Avrupa Birliği’ninTürkiye’ de temsilciliğini yapıyorsunuz. Türkiye,AB’ye
girebilmek için, Kopenhag Kriterleri’ne uyan peş peşe birçok yasa çıkardı. Kıbrıs’ı çözmek için de ciddi adımlar attı. Türkiye, ev ödevlerini yaptığını
düşünüyor. Siz de Türkiye’nin üstüne düşeni büyük ölçüde yaptığını düşünüyor
musunuz?

Türkiye ev ödevini henüz tam olarak yapmadı. Avrupa Birliği’nin siyasi
kriterlerine ulaşmak için iki buçuk yıl önce bir reform süreci başlattı ve
önemli bir mesafe kat etti ama bu süreç henüz tamamlanmadı. Bu reformların amacı,
Türkiye’de demokrasiyi tüm kurum ve kurallarıyla çalıştırmak ve Türkiye’yi
istikrarlı bir demokrasi haline getirmekti ama… Gerekli yasal değişikliklerin
yapılması ya da değiştirilen yasaların hayata geçirilmesi, uygulanması açısından
hâlâ bazı eksiklikler var.

Avrupa Birliği daha hangi yasal değişiklikleri yapmasını bekliyor Türkiye’den?

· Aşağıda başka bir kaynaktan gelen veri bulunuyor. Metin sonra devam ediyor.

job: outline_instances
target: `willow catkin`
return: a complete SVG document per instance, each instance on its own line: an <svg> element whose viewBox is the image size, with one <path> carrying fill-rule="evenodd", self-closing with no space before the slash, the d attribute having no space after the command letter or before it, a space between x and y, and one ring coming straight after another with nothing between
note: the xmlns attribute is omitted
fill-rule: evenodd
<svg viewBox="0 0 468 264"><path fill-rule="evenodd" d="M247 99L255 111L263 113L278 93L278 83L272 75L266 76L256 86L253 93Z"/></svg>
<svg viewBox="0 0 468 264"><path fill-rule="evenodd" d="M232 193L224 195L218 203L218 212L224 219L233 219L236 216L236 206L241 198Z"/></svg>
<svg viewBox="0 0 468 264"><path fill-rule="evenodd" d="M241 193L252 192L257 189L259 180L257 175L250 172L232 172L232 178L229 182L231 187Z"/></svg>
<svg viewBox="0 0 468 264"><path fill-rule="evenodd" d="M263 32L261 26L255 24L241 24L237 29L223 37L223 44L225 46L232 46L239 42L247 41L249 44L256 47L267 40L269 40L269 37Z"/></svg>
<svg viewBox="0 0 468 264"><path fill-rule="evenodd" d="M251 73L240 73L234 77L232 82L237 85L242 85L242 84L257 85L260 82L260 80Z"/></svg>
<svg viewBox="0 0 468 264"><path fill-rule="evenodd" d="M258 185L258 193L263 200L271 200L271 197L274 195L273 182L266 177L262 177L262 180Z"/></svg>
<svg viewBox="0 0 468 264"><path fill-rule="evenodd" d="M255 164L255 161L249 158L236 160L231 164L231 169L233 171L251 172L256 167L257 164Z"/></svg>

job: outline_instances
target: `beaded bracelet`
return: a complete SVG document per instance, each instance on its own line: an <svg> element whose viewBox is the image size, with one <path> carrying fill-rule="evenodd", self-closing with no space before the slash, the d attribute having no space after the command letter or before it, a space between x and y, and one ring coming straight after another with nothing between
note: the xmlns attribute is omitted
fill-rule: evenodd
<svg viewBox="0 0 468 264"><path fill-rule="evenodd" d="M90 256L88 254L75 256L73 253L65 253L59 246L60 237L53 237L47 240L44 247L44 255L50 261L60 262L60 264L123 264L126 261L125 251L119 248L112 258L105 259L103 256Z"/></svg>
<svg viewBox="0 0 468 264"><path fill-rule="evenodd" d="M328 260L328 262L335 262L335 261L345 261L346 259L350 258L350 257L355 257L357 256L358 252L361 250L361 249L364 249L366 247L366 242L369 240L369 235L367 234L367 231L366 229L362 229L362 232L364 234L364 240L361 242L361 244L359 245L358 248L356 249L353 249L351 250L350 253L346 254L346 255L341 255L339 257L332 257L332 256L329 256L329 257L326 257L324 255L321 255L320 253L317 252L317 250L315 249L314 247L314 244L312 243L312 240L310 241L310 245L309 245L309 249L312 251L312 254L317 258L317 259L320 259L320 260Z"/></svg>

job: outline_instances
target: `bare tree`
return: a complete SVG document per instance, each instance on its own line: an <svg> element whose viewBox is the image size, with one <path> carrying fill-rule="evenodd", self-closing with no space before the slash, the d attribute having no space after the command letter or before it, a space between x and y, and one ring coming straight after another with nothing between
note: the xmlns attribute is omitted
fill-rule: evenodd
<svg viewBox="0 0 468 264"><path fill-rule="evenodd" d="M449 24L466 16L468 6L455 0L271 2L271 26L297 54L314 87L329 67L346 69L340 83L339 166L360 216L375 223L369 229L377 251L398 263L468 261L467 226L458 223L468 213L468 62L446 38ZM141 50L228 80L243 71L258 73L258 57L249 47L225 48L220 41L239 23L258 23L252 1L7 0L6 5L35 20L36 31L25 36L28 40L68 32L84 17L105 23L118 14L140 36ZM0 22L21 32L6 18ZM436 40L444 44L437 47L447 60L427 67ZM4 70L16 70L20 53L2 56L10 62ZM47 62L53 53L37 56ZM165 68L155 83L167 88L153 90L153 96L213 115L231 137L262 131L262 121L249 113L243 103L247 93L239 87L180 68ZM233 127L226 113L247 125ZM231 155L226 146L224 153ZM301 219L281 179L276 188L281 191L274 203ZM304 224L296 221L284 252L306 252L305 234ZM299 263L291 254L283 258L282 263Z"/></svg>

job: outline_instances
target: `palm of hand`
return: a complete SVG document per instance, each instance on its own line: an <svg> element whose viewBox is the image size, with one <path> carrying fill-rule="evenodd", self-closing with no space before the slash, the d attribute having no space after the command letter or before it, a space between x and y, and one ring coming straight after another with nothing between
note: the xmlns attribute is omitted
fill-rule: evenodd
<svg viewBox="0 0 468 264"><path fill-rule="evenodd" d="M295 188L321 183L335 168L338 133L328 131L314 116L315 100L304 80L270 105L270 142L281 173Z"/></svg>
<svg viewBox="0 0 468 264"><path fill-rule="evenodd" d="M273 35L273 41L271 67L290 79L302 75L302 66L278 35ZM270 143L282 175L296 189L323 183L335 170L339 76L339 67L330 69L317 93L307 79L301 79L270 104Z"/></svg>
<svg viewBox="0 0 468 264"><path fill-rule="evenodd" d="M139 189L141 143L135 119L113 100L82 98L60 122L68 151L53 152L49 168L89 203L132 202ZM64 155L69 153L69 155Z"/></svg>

Bazı anayasal değişikliklerin yapılması bekleniyor. Mesela YÖK ve RTÜK gibi
kurumların yönetiminde bundan sonra ordunun temsilci bulundurmamasını sağlayacak
yasal değişiklikler yapılması gerekiyor.

Türkiye’de Avrupa Birliği’ne karşı olanlar var ama halkın çok büyük bir
çoğunluğu ve hükümet, Avrupa Birliği’ni istiyor. Avrupalıların çoğunluğunun da
Türkiye’yi istediğini söyleyebilir misiniz? Yoksa bizimki tek taraflı bir aşk mı?

Avrupa kamuoyunun çoğunluğu, Türkiye’nin üyeliğiyle ilgili olarak kuşkucu ve
negatif bir tavır içinde. Ama bu olumsuz hava değiştirilebilir bir şey. Çünkü
Türkiye reformlarıyla ve dönüşümüyle Avrupa’da olumlu haberler
üreten bir ülke konumuna geldikçe, Avrupa kamuoyu da Türkiye’nin bir gün AB
üyesi olabileceği fikrine alışmaya başlayacak. Nitekim, AB ülkelerinin
hükümetlerinin tavrı son iki yıldır kamuoyununkinden çok farklı.

Hangi yönden farklı?

Avrupa ülkelerinin yönetimleri de, iki yıl öncesine kadar Türkiye’nin
üyeliğine kuşkuyla bakıyordu. Ama 2002 yazından bu yana, Türkiye’de çok
önemli gelişmeler yaşandığını gördüler ve Türkiye’yle ilgili görüşlerini,
algılamalarını, tavırlarını değiştirdiler. Türkiye’ye bakışlarını
değiştirmelerinde, özellikle 2002 seçimlerinden sonra kurulan AKP hükümetinin
Türkiye’yi AB standartlarına ulaştırma yönünde ortaya koyduğu politika ve
kararlılık büyük rol oynadı. Bu hükümetin AB’ye uyum yönünde yaptığı çalışmaları
nefes kesici buldular. Gerçekten Türkiye ilk kez AB standartlarına
erişebileceğini ve AB’ye üye olabileceğini ciddi bir şekilde ortaya koydu.
Nitekim görüyoruz, hayatın her alanında yasalar değişiyor.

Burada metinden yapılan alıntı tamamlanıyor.